I need to prove the following inequality, because I have to use it for a problem I'm solving.
For $x,y \geq 0$
$ 0 < p < 1,$ then $|x^p-y^p| \leq |x-y|^p$
$ 1 \leq p < \infty,$ then $|x^p-y^p| \leq p |x-y|(x^{p-1} + y ^{p-1})$
I have tried using the Newton's formula expanding $(x-y)^p$, but I didn't get anywhere.

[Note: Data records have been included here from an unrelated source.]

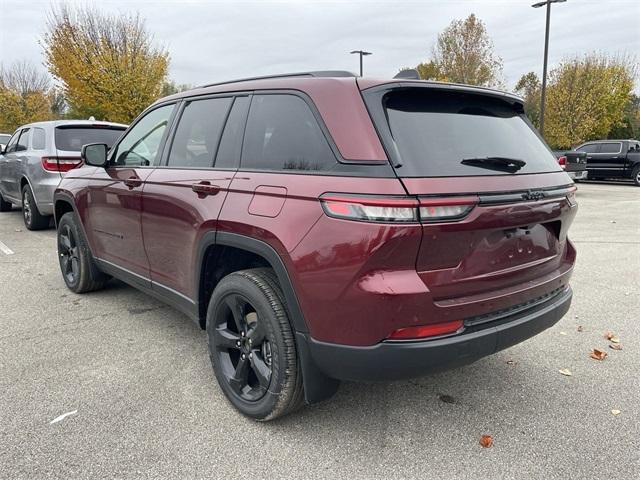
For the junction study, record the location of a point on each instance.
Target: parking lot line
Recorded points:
(6, 250)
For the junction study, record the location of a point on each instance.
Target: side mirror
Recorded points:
(94, 154)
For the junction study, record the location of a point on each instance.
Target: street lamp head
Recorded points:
(542, 4)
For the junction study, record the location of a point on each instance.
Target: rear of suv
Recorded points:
(38, 155)
(323, 227)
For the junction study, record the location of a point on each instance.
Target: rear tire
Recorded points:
(33, 220)
(252, 346)
(636, 176)
(4, 205)
(79, 270)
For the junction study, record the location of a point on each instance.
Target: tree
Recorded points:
(529, 88)
(586, 98)
(24, 96)
(463, 53)
(106, 65)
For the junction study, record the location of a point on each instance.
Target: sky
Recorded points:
(217, 40)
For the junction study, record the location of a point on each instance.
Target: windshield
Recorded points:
(450, 133)
(73, 138)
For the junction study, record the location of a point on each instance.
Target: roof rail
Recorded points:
(319, 73)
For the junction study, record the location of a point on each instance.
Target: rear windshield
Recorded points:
(73, 138)
(436, 132)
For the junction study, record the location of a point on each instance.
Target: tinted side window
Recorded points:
(198, 134)
(11, 146)
(283, 134)
(23, 142)
(231, 142)
(141, 145)
(38, 141)
(610, 147)
(588, 148)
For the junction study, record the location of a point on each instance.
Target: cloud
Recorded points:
(216, 40)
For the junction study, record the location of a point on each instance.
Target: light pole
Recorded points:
(362, 53)
(546, 53)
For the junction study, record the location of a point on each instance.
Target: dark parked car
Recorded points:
(323, 227)
(574, 163)
(612, 159)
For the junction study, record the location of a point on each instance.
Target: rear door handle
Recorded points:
(133, 182)
(205, 188)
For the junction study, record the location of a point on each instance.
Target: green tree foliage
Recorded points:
(586, 98)
(529, 88)
(464, 53)
(106, 65)
(24, 96)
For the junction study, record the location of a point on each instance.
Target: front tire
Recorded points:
(252, 346)
(78, 268)
(33, 220)
(4, 205)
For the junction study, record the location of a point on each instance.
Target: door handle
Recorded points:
(133, 182)
(205, 188)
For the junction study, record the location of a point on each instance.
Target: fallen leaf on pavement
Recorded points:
(486, 441)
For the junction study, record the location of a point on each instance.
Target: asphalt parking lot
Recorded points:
(137, 375)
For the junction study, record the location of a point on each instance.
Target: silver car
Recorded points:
(38, 155)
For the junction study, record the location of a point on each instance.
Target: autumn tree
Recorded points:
(586, 98)
(107, 65)
(24, 96)
(464, 53)
(529, 88)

Any ideas how I could do it?
By symmetry, for both inequalities, if it's true for $x,y$, then it's also true for $y,x$. Thus, WLOG, let $x \ge y$. Consider the first inequality you wish to prove, i.e.,
$0 < p < 1,$ then $|x^p-y^p| \leq |x-y|^p$
This is obviously true for where $x = y$. For any given $y$, and for all $x \ge y$, since $f(z) = z^p$ is an increasing function for $z \ge 0$, you can remove the absolute value signs and move the right side value to the left to get a new function you wish to prove of
$$f(x) = (x - y)^p - (x^p - y^p) \ge 0 \tag{1}\label{eq1A}$$
Taking the derivative gives
$$\begin{equation}\begin{aligned} f'(x) & = p(x - y)^{p-1} - px^{p-1} \\ & = p\left((x - y)^{p-1} - x^{p-1}\right) \end{aligned}\end{equation}\tag{2}\label{eq2A}$$
Since $p \lt 1$, then $p - 1 \lt 0$. Also, considering $x \gt y$, you have $0 \lt x - y \lt x$, so $(x - y)^{1-p} \lt x^{1-p} \implies (x - y)^{p-1} \gt x^{p-1}$. Thus, the derivative in \eqref{eq2A} is positive for $x \gt y$, so since $f(y) = 0$, this means \eqref{eq1A} is true for all $x \ge y$, proving your original inequality.
You can do something similar with your second inequality, which I'll leave to you to finish yourself.